Am 21. Dezember 2016 durften die Klassen 3-6 das neue Kino, den Traumpalast, besuchen. Alle liefen klassenweise den kurzen Weg zum Kino. Der Wartebereich des Kinos war sehr voll, da alle Kinder etwas zu Essen und zu Trinken wollten. Nebenbei bezahlten die Lehrerinnen den Eintritt. Als wir endlich im Kiosaal saßen, ging der Film los. Wir schauten den Computeranimationsfilm „sing“. Im Film geht es um den Koalabären Buster Moon, der ein Theater leitet, dass kurz vor der Pleite steht.

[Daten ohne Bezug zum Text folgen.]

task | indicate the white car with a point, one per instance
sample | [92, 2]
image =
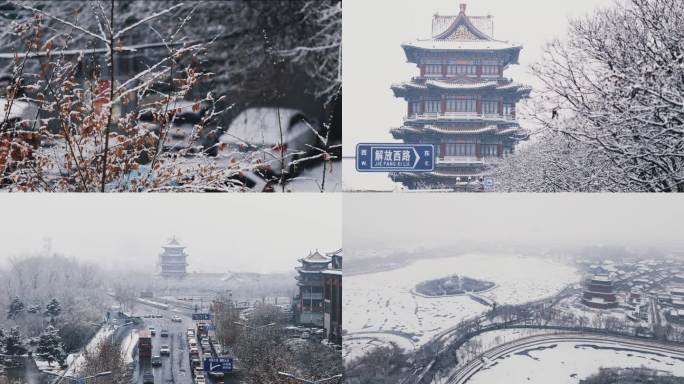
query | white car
[265, 135]
[22, 112]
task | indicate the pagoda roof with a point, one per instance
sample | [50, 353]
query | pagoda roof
[173, 243]
[494, 129]
[461, 85]
[315, 257]
[462, 33]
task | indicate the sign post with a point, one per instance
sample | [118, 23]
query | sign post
[218, 364]
[395, 157]
[201, 316]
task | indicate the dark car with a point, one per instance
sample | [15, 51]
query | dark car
[156, 361]
[148, 378]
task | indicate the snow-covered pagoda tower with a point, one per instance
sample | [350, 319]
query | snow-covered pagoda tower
[460, 102]
[172, 260]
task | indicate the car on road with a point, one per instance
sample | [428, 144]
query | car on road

Kurzerhand startet einen Gesangswettbewerb. Unter den Teilnehmern des Wettbewerbs sind der rappende Jung-Gorilla Johnny, die alleinerziehende Schweine-Mama Rosita, die betrügerische Jazz-Maus Mike, die unter Lampenfieber leidende Elefanten-Teenagerin Meena und Stachelschwein-Weibchen Ash. Jedes der stimmgewaltigen Tiere träumt von der großen Karriere… Aber am besten schaut ihr euch den Film selbst an, dann erfahrt ihr das Ende.

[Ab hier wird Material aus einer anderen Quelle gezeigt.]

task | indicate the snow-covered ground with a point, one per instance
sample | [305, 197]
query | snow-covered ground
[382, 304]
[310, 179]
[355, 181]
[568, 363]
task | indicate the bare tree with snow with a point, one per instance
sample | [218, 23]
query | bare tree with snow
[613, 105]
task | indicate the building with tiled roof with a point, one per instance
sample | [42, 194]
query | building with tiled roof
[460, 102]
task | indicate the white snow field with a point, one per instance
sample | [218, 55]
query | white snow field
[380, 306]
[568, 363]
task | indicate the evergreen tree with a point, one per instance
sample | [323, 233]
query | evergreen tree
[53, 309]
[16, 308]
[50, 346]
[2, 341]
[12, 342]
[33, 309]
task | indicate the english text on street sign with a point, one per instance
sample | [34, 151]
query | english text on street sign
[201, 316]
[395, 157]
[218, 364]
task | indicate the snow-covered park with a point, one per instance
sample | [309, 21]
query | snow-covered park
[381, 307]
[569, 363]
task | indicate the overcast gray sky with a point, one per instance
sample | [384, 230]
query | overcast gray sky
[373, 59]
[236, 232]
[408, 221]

Wir amüsierten uns jedenfalls köstlich. Alle Kinder lachten sich schlapp und teilten ihre Getränke und Nachos oder Popcorn. Von uns allen gibt es einen Daumen hoch für den lustigsten Tierfilm 2016!
(Leonie)

Im Kunstunterricht

Unsere Lehrerin Frau Woerlein ließ sich dieses Jahr mal wieder etwas ganz Besonderes für den Kunstunterricht einfallen. Sie machte es spannend, denn wir sammelten mehr als einen Monat lang alte Waschmittelflaschen und Zeitungen. Als wir dann endlich alles beisammen hatten verkündete Frau Woerlein uns ganz überraschend, dass wir Pappmache-Katzen herstellen würden. Da wir eine sehr katzenliebende Klasse sind, waren alle sehr begeistert. Als es dann Dienstag war fingen wir erstmal an die Vorlagen zu zeichnen. Wir sollten die Katzenbilder mit vielen bunten grafischen Mitteln ausmalen. Einen Dienstag später fingen wir an die Spülmittelflaschen mit Zeitung und Kleister zu bekleben. Dabei musste man sehr genau arbeiten, denn sonst entstehen Luftblasen und die Katze lässt sich dann nicht so leicht bemalen. Danach ging es los und wir durften die Katzen gestalten. Sie bekamen einen Kopf, Ohren und einen Schwanz. Als dann alles saß, durften wir die Katzen nach unserer Vorlage schön bunt gestalten. Das benötigte viel Fingerspitzengefühl. Am Ende der vielen Arbeit hatten wir wunderschöne, farbenreiche, außergewöhnliche Katzen. Die Arbeit hat sich richtig gelohnt!